Sólo tuve ojos para él. Todos los viernes y desde mi más tierna infancia, me llevaban caminando esas pocas cuadras hasta su casa. Ahí supe lo que era la felicidad absoluta. Con mi cuerpito pequeño y mi cabeza gigante, arribaba munida del bolso de fin de semana. Llegaba la noche y ya con el camisón repleto de alforzas, me introducían en la cama del abuelazgo para que viera lo que se me antojara por televisión. Ellos recibían amistades de la medicina y la alta intelligentzia. Pero todos querían venir a besar a la princesa en ejercicio. Yo recibía chocolates, besos y adoraciones.
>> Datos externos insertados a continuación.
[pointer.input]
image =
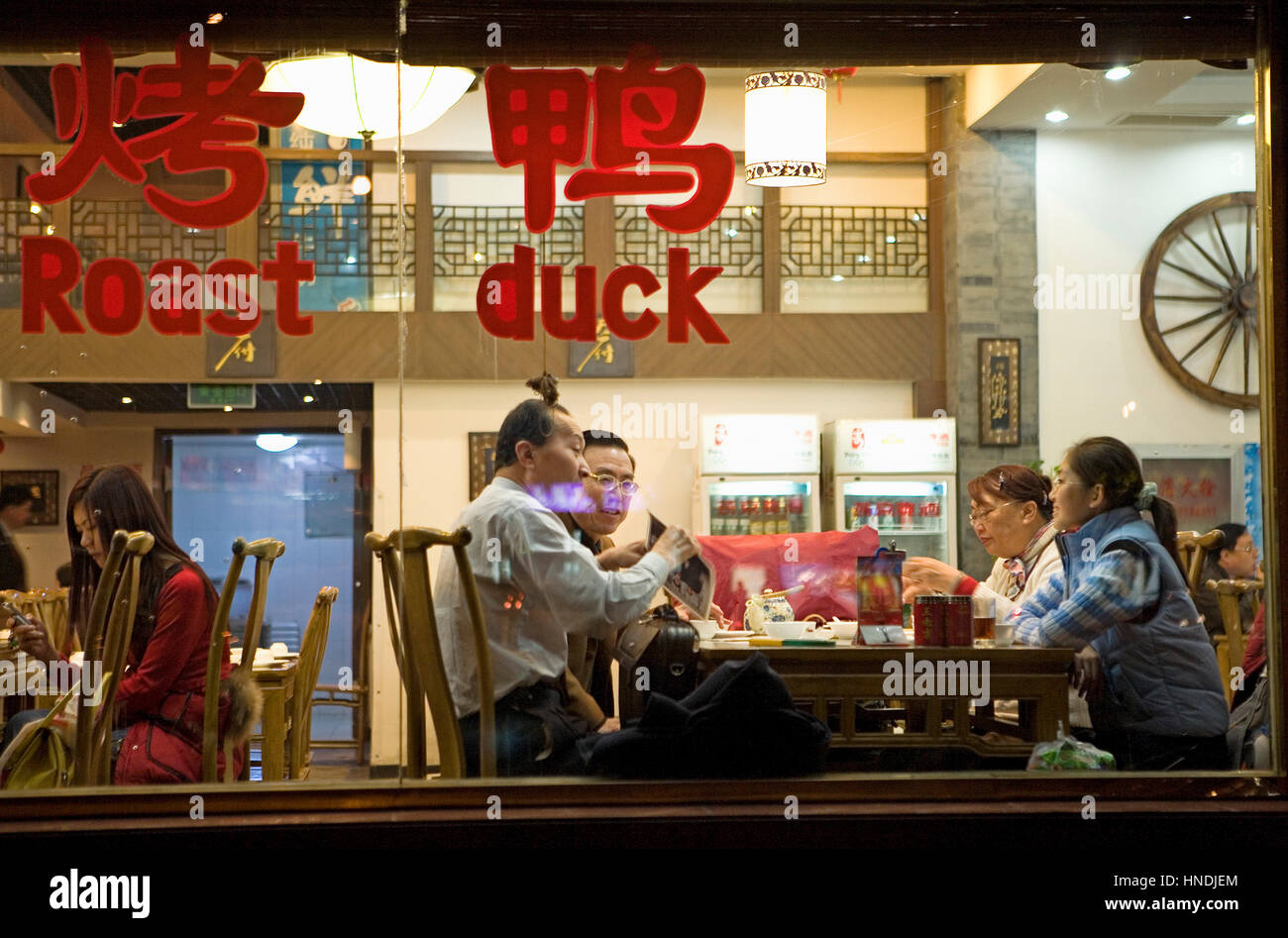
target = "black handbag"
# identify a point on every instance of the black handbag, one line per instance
(655, 654)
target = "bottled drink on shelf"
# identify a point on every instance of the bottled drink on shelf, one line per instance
(795, 514)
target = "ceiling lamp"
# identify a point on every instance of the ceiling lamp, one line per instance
(275, 442)
(786, 128)
(347, 95)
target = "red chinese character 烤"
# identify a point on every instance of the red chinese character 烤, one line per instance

Y así fui construyendo mi identidad, a prueba de obstáculos habidos y por haber.
Los sábados, mi adorado abuelo me despertaba a las 6 de la mañana, me vestía y peinaba, y partíamos rumbo a los hospitales. Allí, todas las enfermeras, asistentes y médicos, me rendían pleitesía. Y él, con mi manita entre la suya grande. Nos internábamos en el laboratorio, y me enseñaba a hacer los preparados para luego observarlos a través de su microscopio. Así aprendí a observar con curiosidad en alza, el universo todo. Terminábamos la faena y volvíamos a su casa, donde nos esperaba mi abuela con un almuerzo de reyes: jamones varios, tomates frescos, pollo con papas y batatas, y de postre la especialidad de ella, el flan de coco, manjar que nunca más pude disfrutar. Tragábamos la última cucharada y partíamos, él y yo, hacia el cine Cosmos. Me compraba monedas de chocolate y así me introdujo en el cine ruso adulto, que cada vez que vuelvo a ver, lloro sin poder ni querer evitarlo. Él, el hombre más hermoso jamás visto, con sus ojos azul transparente y sus bigotes renegridos, y yo, una enana de seis años con el pelo largo hasta la cintura.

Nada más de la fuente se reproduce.